The nexus between government machinery, petty town politics and infiltration of people, ideas and money from sponsors in mainland Pakistan and beyond is also blamed for this state of affair. The Pakistani machinery administering the region as a special territory outside the ambit of the constitution of Pakistan, is also blamed for using infamous subjugation tools of hit and run, divide and rule and ostrich policy, vis-a-vis, fanning sectarian violence and creating a sense of alienation, denying the local people the right to govern their own affairs, and playing one against the other as a political expediancy.
'Actually ‘the mafia’ within the government thrives on such disasters and violence, when there is kind of a police state and all policy decisions are made based on security concerns, based on sectarian lines and through bureaucratic and administrative measures, black money, corruption and favouritism flourish under the carpet and everyone in the chain is beneficiary, both local officials and those appointed by Islamabad’ said a retired police officer.
‘This is Mutually Assured Destruction (MAD), and a lose-lose game. Nobody is going to win; the government machinery, the two warring sides, and those neutral in this game of madness, all are the losers’. Said a businessman, who ran for his life to escape the cross-firing, walking through streets to reach his home in five hours, which he normally covers in 20 minutes.
'Conflicts bereave conflict' said an Assistant Professor at the University. 'It costs enormously! You name it; it costs lives, it costs the economy, it ruins the education and future of our children, it hampers development targets and goals, it creates social problems, unemployment and a bad image for the peace loving people to the outside world and poor marketing of our beautiful paradise on earth. It creates psychological issues, blurs our vision, blackens our future, infact destroys our world and the hereafter' he added in a lecturing mode.
'Peace and reconciliation is the only way forward', he further added after a pause.

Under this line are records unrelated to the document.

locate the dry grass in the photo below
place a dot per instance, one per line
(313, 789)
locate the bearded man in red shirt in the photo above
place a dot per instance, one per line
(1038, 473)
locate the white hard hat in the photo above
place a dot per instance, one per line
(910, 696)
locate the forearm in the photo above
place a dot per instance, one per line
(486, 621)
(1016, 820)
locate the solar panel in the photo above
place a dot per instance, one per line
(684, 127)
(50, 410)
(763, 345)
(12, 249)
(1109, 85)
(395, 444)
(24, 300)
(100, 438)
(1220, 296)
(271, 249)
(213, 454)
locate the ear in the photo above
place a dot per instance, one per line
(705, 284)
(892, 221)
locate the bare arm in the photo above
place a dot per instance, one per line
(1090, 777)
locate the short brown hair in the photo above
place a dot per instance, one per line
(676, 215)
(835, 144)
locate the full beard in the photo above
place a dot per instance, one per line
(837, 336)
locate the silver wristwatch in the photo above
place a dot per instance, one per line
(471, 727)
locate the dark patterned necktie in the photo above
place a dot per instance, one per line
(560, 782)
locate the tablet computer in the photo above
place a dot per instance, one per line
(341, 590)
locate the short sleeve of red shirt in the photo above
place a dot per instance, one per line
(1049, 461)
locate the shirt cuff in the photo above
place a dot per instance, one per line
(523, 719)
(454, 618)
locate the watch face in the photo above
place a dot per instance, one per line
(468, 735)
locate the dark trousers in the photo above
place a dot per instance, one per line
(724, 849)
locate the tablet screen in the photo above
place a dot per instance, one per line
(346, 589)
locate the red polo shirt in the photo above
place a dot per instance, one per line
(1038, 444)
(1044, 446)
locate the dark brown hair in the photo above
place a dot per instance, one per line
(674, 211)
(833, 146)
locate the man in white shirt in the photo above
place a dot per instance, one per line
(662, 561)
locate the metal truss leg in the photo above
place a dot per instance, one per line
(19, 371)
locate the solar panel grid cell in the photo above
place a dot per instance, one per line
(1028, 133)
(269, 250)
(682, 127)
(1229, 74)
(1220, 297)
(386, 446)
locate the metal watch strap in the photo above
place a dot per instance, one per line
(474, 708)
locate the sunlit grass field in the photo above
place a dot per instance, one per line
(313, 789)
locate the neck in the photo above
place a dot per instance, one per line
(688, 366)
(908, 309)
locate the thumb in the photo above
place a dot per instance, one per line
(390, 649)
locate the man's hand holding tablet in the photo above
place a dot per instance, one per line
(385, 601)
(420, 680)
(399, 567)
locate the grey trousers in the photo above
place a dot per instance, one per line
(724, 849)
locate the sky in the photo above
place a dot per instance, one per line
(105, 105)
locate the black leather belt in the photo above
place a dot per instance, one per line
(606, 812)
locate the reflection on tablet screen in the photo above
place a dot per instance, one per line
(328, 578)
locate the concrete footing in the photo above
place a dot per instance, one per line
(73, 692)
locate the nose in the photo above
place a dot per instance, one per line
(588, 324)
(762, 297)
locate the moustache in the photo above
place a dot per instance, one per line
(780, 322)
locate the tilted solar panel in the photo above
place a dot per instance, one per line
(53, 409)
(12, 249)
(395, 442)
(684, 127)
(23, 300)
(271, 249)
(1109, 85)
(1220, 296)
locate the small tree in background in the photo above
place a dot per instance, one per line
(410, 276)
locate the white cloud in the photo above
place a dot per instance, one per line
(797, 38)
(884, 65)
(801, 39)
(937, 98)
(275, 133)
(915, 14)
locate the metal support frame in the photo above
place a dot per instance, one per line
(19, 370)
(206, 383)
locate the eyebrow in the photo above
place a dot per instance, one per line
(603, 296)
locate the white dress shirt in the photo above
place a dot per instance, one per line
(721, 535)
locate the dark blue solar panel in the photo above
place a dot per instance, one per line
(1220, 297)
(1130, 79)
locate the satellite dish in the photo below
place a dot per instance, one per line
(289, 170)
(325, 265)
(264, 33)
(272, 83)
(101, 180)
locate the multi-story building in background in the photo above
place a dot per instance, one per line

Accepting each other and accommodating each others views are the only means we will reach peace. The promise of pluralism is challenging but the process and outcome is just,liberating and empowering leading to a win-win situation for all.
However the billion dollar question is who will bell the cat? A neutral mediator is very much the need of the time.Can we find one? Can we agree on a neutral mediation? What should be the process and framework? Who should lead this?
CDMs-Confidence building measures, are required as a first step to over come our own fears, insecurities and mistrusts first, and then critically analysing the overt and covert roles of the various security agencies and the government machinery in calming the situation and arguably fanning such hatreds through deepening marginalization, vested designs and through bad governance, corruption and inefficiency.
Engaging the youth, especially the urban youth, women and children at the grassroots levels in peace and reconciliation is essential in the long-term to create a culture of dialogue, democracy and positive encounter.
Creating a sense of political, social and economic participation in the governance of the affairs of government at various levels in equitable and transparent manner, especially reaching out to the under-served communities and those marginalized in urban pockets, is another step.
Finally, ring fencing and reaching out directly to those whose families were lost during these years of sectarian violence, soothing their families and engaging the disgruntled youth on both sides and creating conditions and enabling environment for them to reintegrate in the society, is crucial to initiating a new social contract between mountain communities in Gilgit-Baltistan.
Let’s start a new chapter.
Rather then getting MAD, let’s focus on MAB- Mutually Assured Benefits and win-win solutions.